Authors
Carely Arjona-Ruiz, Eduardo E Valdez-Morales, Raquel Guerrero-Alba
Published in
Anti-cancer agents in medicinal chemistry. Jul 02, 2026. Epub Jul 02, 2026.
Abstract
Colorectal cancer (CRC) is the third most common cancer worldwide and a leading cause of cancer-related mortality. Despite advances in surgery, chemotherapy, and targeted therapies, many CRC patients experience limited efficacy, toxicity, or drug resistance. Thus, complementary therapeutic strategies with an improved safety profile are needed. Plant-derived polyphenols emerge as promising candidates for CRC treatment.
This review compiles in vitro, in vivo, and clinical evidence on the anticancer activity of polyphenols in CRC. Polyphenols, such as curcumin, resveratrol, quercetin, and flavonoids, are analyzed, with emphasis on molecular mechanisms and chemopreventive potential.

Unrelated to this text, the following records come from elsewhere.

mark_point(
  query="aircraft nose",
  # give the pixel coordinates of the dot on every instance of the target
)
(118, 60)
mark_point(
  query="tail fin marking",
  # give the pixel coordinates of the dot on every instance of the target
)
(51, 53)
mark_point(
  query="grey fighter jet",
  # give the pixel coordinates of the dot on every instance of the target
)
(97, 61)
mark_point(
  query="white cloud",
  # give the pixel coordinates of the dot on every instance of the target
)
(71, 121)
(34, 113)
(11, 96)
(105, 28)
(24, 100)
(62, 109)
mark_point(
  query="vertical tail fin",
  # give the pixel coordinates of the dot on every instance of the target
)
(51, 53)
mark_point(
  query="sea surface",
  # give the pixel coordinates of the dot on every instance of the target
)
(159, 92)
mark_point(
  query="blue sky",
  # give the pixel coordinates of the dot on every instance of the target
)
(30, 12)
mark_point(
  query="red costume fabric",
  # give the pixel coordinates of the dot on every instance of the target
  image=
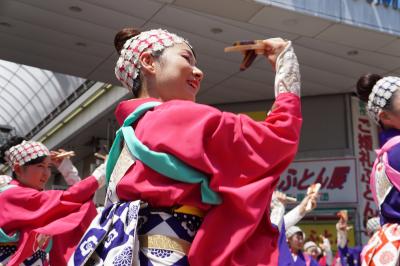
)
(243, 159)
(64, 215)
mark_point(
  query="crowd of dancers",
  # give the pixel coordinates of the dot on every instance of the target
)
(188, 184)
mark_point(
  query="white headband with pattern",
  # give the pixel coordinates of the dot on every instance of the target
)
(128, 66)
(25, 152)
(380, 96)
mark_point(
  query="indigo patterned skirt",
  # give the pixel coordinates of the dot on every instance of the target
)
(126, 234)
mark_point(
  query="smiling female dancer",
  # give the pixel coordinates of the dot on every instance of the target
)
(190, 184)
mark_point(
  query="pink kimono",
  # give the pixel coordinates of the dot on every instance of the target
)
(64, 215)
(243, 160)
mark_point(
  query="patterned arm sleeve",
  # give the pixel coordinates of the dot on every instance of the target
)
(287, 77)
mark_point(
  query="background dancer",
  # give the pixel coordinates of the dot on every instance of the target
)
(383, 106)
(34, 222)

In vitro studies consistently demonstrate that these compounds exert anticancer effects by modulating multiple pathways, including PI3K/AKT/mTOR, Wnt/β-catenin, STAT3, and MAPK/ERK, promoting apoptosis and regulating oxidative stress and inflammation. In vivo studies indicate that curcumin, resveratrol, quercetin, epigallocatechin gallate (EGCG), genistein, luteolin, and fisetin significantly reduce tumor volume, polyp formation, and aberrant crypt foci (ACF). Curcumin has been extensively evaluated in trials, with some studies demonstrating reductions in ACF and improvements in inflammatory markers and quality of life, while others have demonstrated no significant clinical benefit.
Preclinical evidence supports the chemopreventive role of polyphenols. Preliminary clinical trials also suggest therapeutic potential for CRC prevention and treatment; however, large-scale, well-controlled clinical trials are required to confirm their safety and efficacy.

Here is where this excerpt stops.